Spectral terrors abound, and monsters who might live next door or in our own heads. We learn why we should never play cards with strangers, and the perils of attending press shows of films. We glimpse a book that may render all others redundant, and encounter another that is too full of ghosts. A roadside mirror contains more than a reflection, and a bedroom mirror shows what may be in store for us all. Telephone advertising gives rise to a nightmare, and so does a Mediterranean holiday. A nostalgic train journey ends in dread, but leaving a train leads there too. Two street musicians may make the reader anxious to placate such entertainers with at least a coin. The author's wife exerts a calming influence in a collaboration, but his delirium is irrepressible, and readers with recherché preferences will be rewarded by a troupe of rampant midgets.
All this, of course, is in the best possible taste.
The contents range from immediately after the completion of DEMONS BY DAYLIGHT thirty-five years ago to the beginning of this century.

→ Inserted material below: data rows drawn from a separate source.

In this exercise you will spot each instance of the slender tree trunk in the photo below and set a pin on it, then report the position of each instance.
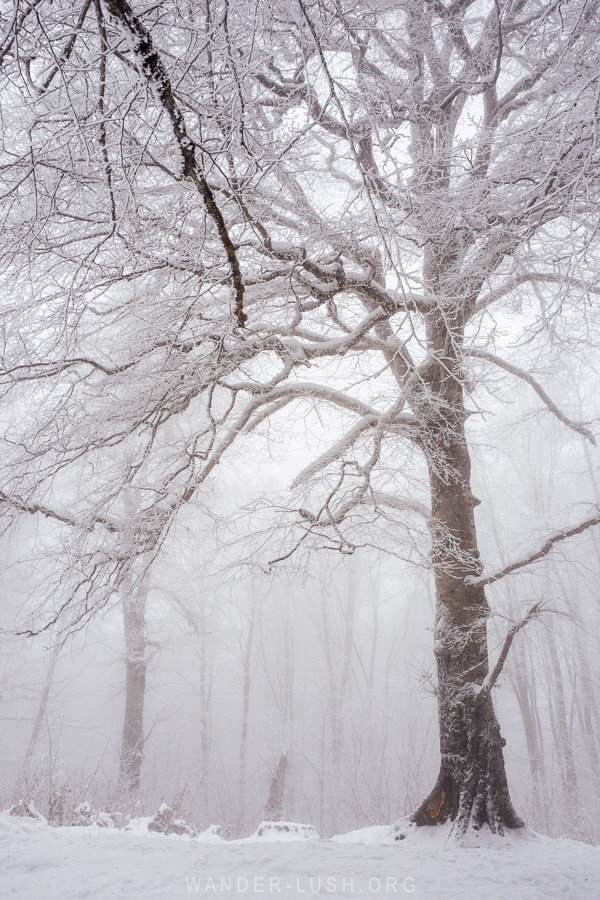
(42, 706)
(471, 788)
(132, 745)
(274, 807)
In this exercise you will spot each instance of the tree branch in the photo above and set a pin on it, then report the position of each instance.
(492, 678)
(530, 380)
(155, 71)
(544, 550)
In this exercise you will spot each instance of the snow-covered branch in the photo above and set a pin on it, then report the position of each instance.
(579, 427)
(535, 555)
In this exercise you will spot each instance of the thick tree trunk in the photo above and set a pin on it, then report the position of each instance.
(471, 788)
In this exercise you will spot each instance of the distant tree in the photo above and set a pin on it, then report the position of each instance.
(218, 214)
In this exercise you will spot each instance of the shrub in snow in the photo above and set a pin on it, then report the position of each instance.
(25, 809)
(84, 815)
(165, 822)
(285, 831)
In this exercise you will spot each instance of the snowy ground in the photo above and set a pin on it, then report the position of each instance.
(38, 861)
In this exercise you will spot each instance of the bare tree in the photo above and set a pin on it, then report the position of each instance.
(338, 209)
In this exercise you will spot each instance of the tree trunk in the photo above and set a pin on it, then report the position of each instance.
(132, 745)
(471, 788)
(274, 807)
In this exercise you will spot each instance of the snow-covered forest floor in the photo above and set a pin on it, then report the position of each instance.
(78, 862)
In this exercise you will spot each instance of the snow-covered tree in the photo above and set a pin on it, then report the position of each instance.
(331, 216)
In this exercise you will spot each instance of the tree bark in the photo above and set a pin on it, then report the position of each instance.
(132, 745)
(471, 788)
(274, 807)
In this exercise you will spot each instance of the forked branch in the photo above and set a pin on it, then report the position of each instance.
(155, 71)
(494, 675)
(544, 550)
(579, 427)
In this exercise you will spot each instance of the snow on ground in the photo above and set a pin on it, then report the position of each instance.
(37, 861)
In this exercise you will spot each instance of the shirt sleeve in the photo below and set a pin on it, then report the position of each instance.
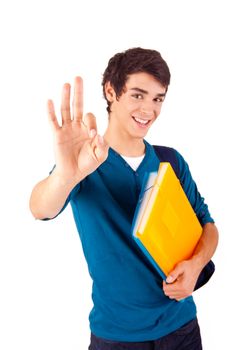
(191, 190)
(73, 192)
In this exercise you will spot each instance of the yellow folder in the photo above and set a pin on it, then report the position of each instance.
(165, 225)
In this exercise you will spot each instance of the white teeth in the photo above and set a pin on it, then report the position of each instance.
(141, 120)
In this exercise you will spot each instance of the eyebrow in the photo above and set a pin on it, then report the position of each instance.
(146, 92)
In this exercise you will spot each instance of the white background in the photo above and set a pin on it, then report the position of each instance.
(45, 290)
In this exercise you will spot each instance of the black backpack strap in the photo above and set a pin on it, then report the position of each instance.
(168, 154)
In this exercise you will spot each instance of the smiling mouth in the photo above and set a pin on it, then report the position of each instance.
(141, 122)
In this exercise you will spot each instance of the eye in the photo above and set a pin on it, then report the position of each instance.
(137, 96)
(159, 99)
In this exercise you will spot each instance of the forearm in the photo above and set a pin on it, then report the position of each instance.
(49, 196)
(206, 246)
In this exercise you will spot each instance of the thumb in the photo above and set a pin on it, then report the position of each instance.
(174, 274)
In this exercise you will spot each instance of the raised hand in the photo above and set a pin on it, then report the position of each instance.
(79, 150)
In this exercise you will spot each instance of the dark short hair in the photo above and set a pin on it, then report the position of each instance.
(131, 61)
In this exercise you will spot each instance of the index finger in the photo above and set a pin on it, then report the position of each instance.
(78, 99)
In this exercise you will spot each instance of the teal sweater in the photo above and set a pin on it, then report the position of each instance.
(129, 303)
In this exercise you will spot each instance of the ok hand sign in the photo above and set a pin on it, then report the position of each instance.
(79, 150)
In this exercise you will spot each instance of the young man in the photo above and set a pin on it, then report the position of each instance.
(101, 177)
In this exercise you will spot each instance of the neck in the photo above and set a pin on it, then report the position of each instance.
(124, 144)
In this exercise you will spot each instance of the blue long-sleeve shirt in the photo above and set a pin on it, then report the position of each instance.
(129, 302)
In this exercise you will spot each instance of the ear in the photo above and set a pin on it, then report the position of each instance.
(109, 92)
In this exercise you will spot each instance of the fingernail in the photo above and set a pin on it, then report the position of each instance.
(169, 279)
(92, 133)
(101, 139)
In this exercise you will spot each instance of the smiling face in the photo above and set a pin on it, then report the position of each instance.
(133, 113)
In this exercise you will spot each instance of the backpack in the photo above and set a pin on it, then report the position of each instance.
(168, 154)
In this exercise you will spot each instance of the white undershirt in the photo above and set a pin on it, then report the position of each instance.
(134, 162)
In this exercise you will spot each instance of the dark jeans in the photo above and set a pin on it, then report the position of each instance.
(185, 338)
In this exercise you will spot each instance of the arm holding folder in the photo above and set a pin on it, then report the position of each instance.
(169, 233)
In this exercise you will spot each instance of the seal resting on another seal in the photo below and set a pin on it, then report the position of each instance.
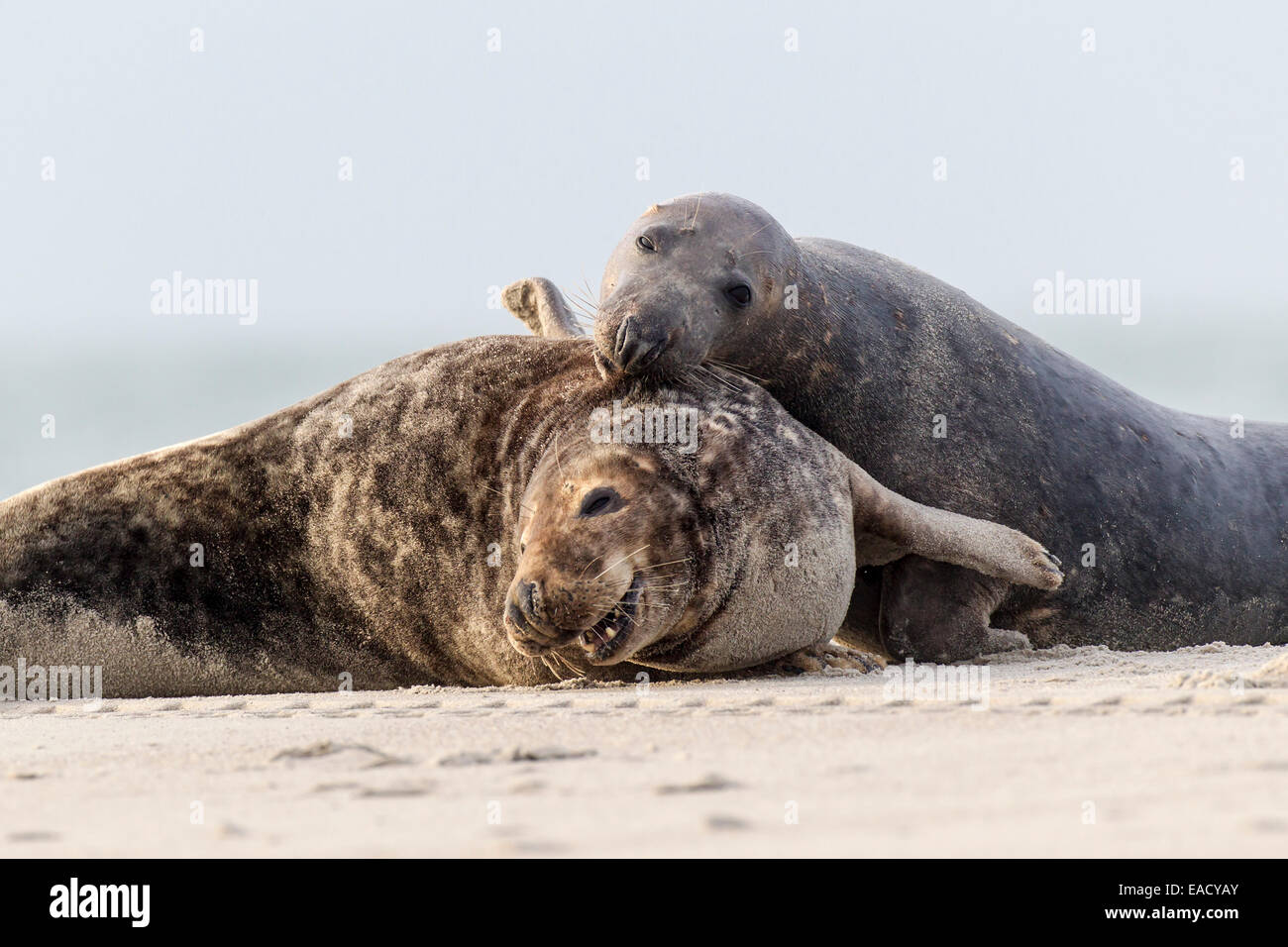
(1175, 531)
(384, 527)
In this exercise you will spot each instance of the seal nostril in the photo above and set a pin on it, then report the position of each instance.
(527, 598)
(623, 347)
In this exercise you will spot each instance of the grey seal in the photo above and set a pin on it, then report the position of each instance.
(463, 515)
(1173, 531)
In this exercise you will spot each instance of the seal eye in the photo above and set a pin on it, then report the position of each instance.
(599, 501)
(739, 294)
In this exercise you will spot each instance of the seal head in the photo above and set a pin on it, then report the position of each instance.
(606, 554)
(684, 283)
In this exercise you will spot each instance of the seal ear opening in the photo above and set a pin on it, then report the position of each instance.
(541, 307)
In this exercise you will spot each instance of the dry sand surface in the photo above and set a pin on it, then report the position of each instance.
(1080, 753)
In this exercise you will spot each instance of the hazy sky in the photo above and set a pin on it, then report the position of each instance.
(472, 167)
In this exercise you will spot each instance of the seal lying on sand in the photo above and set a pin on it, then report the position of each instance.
(384, 527)
(1175, 531)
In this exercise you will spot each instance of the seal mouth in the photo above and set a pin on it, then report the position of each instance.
(608, 635)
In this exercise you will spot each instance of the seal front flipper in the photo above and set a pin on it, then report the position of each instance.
(990, 548)
(943, 575)
(541, 307)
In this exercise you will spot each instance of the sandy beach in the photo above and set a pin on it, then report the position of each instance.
(1078, 753)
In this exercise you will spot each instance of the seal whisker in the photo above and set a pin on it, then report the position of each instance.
(623, 560)
(660, 565)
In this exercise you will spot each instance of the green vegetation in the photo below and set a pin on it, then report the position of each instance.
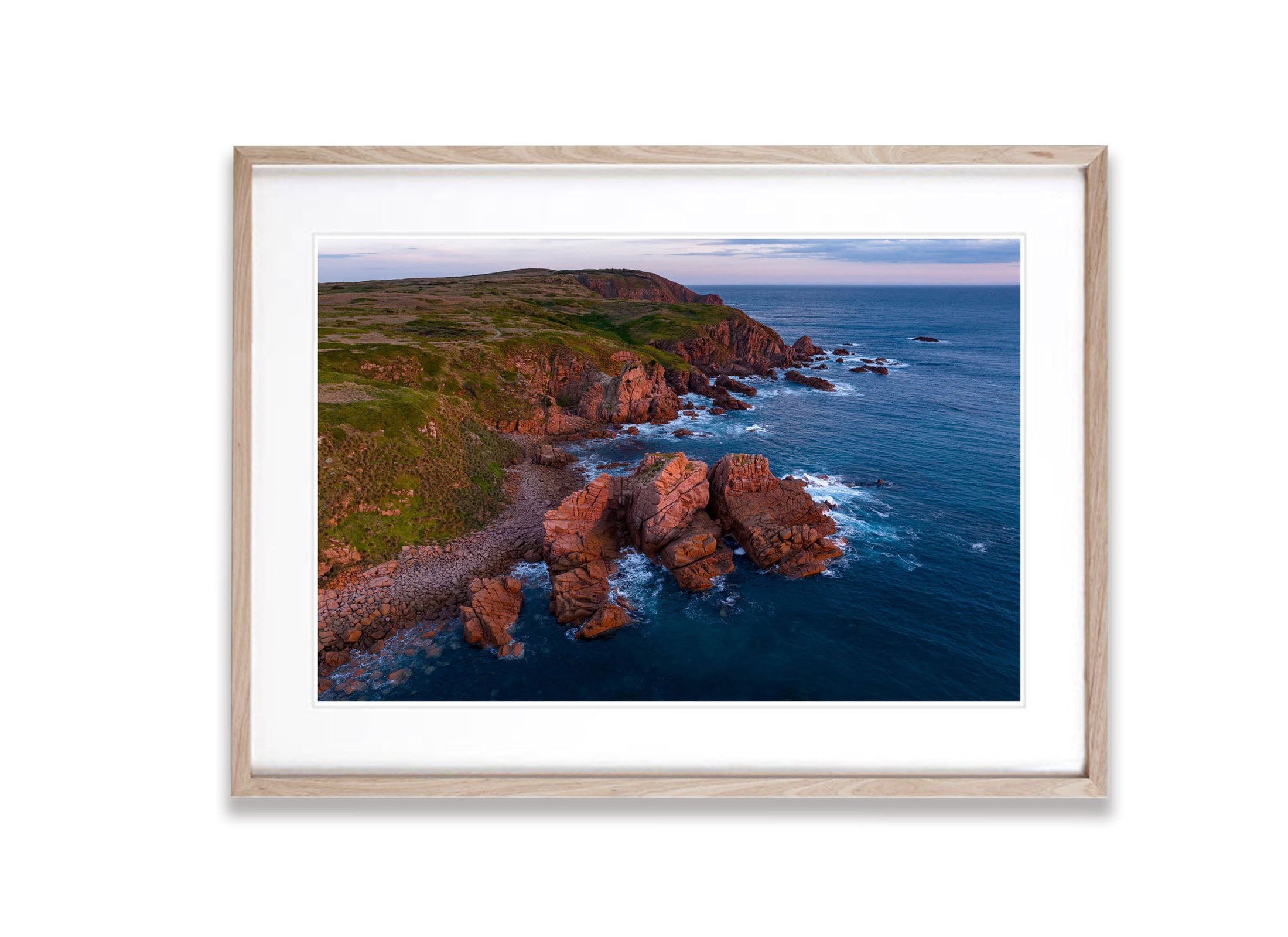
(416, 374)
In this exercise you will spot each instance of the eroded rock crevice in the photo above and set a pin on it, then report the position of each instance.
(678, 511)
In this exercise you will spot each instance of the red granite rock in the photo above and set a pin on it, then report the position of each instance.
(772, 519)
(584, 526)
(579, 593)
(494, 608)
(607, 619)
(660, 499)
(697, 577)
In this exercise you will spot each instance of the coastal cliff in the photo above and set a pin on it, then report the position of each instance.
(426, 389)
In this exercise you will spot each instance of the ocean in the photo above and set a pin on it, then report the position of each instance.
(924, 605)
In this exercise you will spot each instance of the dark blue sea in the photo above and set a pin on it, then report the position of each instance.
(925, 604)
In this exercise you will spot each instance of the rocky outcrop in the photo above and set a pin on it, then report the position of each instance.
(494, 608)
(642, 287)
(737, 345)
(584, 527)
(697, 556)
(579, 593)
(604, 622)
(660, 499)
(639, 393)
(821, 383)
(804, 348)
(772, 519)
(570, 397)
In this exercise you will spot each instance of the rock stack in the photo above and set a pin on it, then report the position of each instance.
(494, 608)
(677, 511)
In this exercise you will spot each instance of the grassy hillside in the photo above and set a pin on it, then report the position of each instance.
(412, 374)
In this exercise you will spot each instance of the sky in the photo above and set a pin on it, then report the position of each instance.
(687, 261)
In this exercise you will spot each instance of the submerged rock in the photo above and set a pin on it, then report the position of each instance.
(661, 498)
(798, 378)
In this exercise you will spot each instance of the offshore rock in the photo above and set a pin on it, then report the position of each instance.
(805, 348)
(772, 519)
(606, 621)
(578, 595)
(661, 498)
(494, 608)
(737, 345)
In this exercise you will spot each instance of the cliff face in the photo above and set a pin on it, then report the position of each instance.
(641, 287)
(677, 511)
(420, 378)
(737, 346)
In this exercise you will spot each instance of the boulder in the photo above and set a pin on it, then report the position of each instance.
(805, 348)
(700, 539)
(606, 621)
(772, 519)
(583, 527)
(578, 595)
(726, 400)
(697, 575)
(494, 608)
(728, 383)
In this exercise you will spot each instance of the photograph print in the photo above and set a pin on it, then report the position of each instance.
(669, 469)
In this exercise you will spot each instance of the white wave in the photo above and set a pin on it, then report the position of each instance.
(531, 574)
(638, 580)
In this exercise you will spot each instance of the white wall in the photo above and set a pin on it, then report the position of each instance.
(117, 298)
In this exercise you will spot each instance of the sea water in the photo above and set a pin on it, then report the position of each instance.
(925, 602)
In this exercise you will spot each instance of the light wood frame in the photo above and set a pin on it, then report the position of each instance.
(1090, 784)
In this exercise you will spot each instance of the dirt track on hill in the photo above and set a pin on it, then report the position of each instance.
(429, 583)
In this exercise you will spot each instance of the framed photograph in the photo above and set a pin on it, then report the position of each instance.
(669, 471)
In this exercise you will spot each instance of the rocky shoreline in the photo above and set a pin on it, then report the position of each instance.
(675, 511)
(431, 583)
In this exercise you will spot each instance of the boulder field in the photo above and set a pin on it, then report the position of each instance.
(678, 511)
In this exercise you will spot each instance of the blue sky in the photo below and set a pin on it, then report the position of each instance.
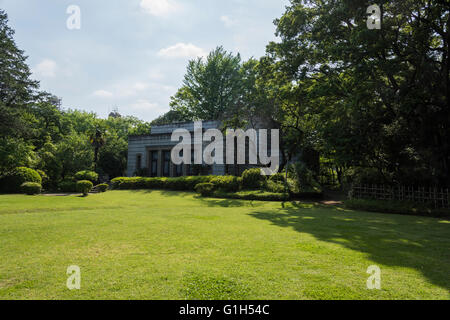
(132, 54)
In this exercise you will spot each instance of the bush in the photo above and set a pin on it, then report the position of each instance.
(226, 183)
(205, 189)
(253, 195)
(102, 187)
(398, 207)
(11, 183)
(274, 186)
(252, 178)
(31, 188)
(177, 184)
(87, 175)
(277, 177)
(67, 186)
(84, 186)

Here is a book not just for aficionados of horror but for anyone who relishes wit, language and the imagination Stephen King describes as "so uniquely Campbell that it might as well be trademarked."
John Ramsey Campbell (born 1946) is a British horror writer.
Since Ramsey Campbell first came to prominence in the mid-1960s, critics have cited Campbell as one of the leading writers in his field: T. E. D. Klein has written that "Campbell reigns supreme in the field today", while S. T. Joshi stated, "future generations will regard him as the leading horror writer of our generation, every bit the equal of Lovecraft or Blackwood."